Reseller News

Kiwi forensic software cracks US murder, wins global users

Software developed by New Zealand research institute scientists is shaking up the field of forensics
  • Rob O'Neill (New Zealand Reseller News)
  • 05 June, 2018 09:15
ESR software extends the reach of crime scene DNA analysis

ESR software extends the reach of crime scene DNA analysis

Advanced forensic software developed by scientists at the Institute of Environmental Science and Research (ESR) has led to a murder conviction in a Brooklyn, New York, trial.

STRmix is revolutionising DNA interpretation, allowing the analysis of complex mixtures and DNA profiles recovered from minuscule amounts of DNA.

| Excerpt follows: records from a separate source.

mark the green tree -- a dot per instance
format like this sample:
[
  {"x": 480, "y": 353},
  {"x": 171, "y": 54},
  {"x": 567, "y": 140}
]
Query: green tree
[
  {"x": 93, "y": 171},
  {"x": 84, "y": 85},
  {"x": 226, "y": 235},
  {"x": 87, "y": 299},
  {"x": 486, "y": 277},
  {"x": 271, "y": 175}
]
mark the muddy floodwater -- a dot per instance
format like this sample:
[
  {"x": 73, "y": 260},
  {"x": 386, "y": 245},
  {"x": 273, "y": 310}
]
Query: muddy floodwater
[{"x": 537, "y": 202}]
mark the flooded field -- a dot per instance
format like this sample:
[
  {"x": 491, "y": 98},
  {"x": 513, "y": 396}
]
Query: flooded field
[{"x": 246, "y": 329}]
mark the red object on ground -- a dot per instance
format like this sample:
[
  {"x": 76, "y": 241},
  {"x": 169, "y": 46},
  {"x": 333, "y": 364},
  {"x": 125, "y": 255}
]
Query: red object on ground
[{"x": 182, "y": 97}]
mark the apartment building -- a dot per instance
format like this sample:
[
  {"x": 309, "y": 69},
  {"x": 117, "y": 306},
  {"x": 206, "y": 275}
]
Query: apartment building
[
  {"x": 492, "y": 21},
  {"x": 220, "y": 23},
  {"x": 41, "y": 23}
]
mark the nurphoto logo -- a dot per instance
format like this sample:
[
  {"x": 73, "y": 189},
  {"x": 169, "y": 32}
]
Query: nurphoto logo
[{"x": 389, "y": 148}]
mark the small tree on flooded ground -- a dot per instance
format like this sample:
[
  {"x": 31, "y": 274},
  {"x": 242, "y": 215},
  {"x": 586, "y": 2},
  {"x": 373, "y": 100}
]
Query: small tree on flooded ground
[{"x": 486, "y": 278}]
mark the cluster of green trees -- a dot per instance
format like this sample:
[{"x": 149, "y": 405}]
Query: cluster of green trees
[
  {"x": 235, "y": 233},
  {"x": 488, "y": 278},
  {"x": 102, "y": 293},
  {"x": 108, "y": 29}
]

The software was developed by ESR scientists John Buckleton and Jo-Anne Bright, working with Duncan Taylor from Forensic Science South Australia.

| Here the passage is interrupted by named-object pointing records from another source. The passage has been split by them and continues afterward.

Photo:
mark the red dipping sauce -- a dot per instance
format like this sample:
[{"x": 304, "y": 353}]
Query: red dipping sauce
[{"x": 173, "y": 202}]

The District Attorney of Kings County in Brooklyn, Eric Gonzalez, said the recent trial involved a 48-year-old man who killed his estranged wife in the backseat of her car, stabbing her multiple times.

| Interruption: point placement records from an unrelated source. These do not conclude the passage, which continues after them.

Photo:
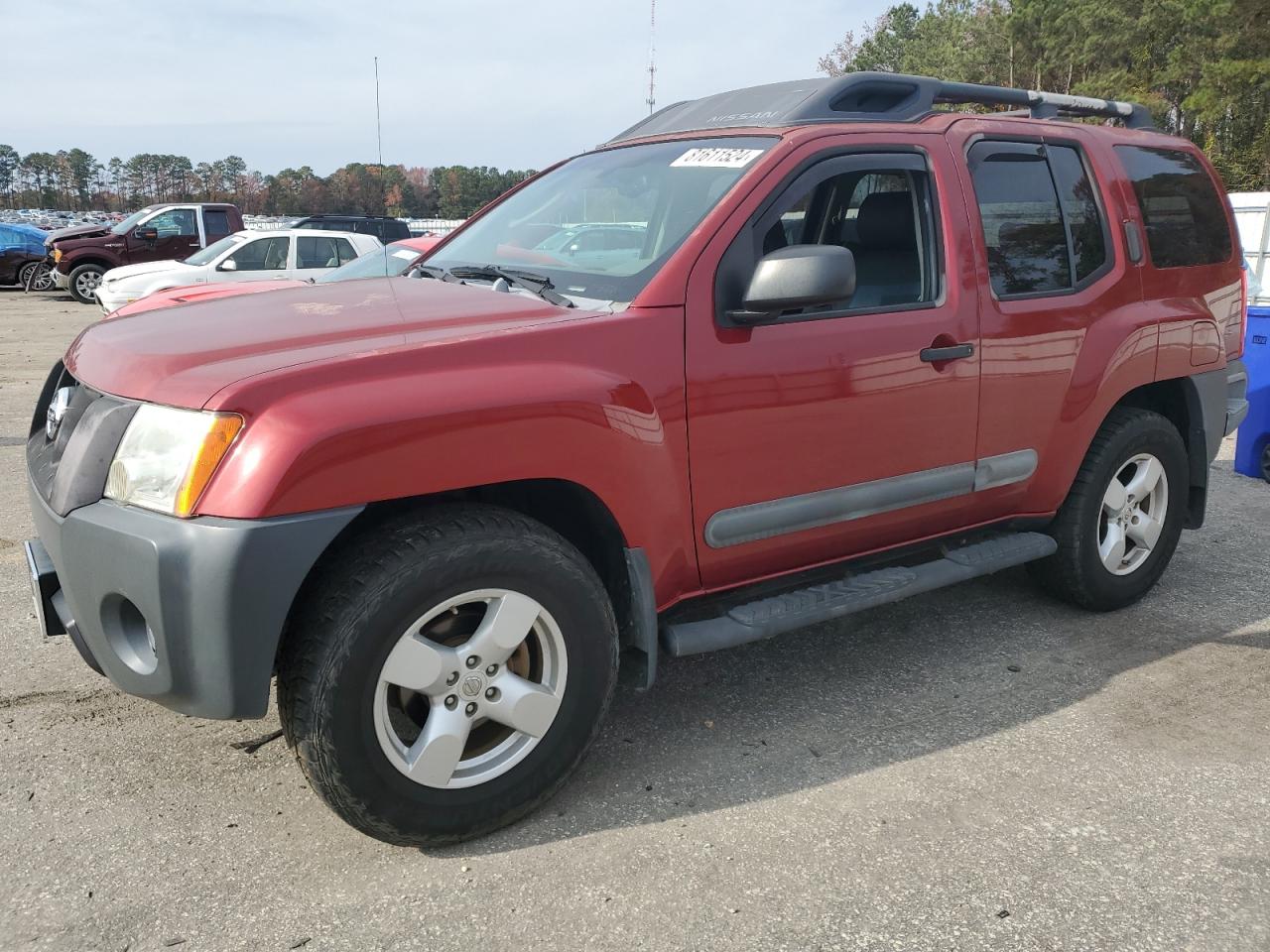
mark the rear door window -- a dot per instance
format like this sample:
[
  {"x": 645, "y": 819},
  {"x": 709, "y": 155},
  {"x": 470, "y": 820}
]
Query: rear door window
[
  {"x": 322, "y": 252},
  {"x": 1042, "y": 222},
  {"x": 263, "y": 255},
  {"x": 216, "y": 223},
  {"x": 176, "y": 222},
  {"x": 1182, "y": 209}
]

The trial was the first in Brooklyn to use STRmix, which resolves mixed DNA profiles previously thought to be too complex to interpret.

Gonzalez said blood found in the victim’s car was a mixture of her DNA and the defendant’s, and the t-shirt the defendant was wearing contained a mixture of DNA from both of them.

“In this case, there was blood from both the victim and the defendant and the software assisted the analyst in isolating the defendant’s DNA,” Gonzalez said.

Thirty-one US labs now routinely use STRmix, including federal agencies such as the Bureau of Alcohol, Tobacco, Firearms and Explosives (ATF) and the FBI and state and local agencies, including the Michigan State Police and Texas Department of Public Safety.

Furthermore, it has also been used to interpret DNA evidence in thousands of cases in Australia, England, Scotland, Ireland, Canada as well as in New Zealand.

ESR’s commercial and international general manager, Hamish Findlay, said STRmix is exciting interest among law enforcement agencies in an increasing number of countries.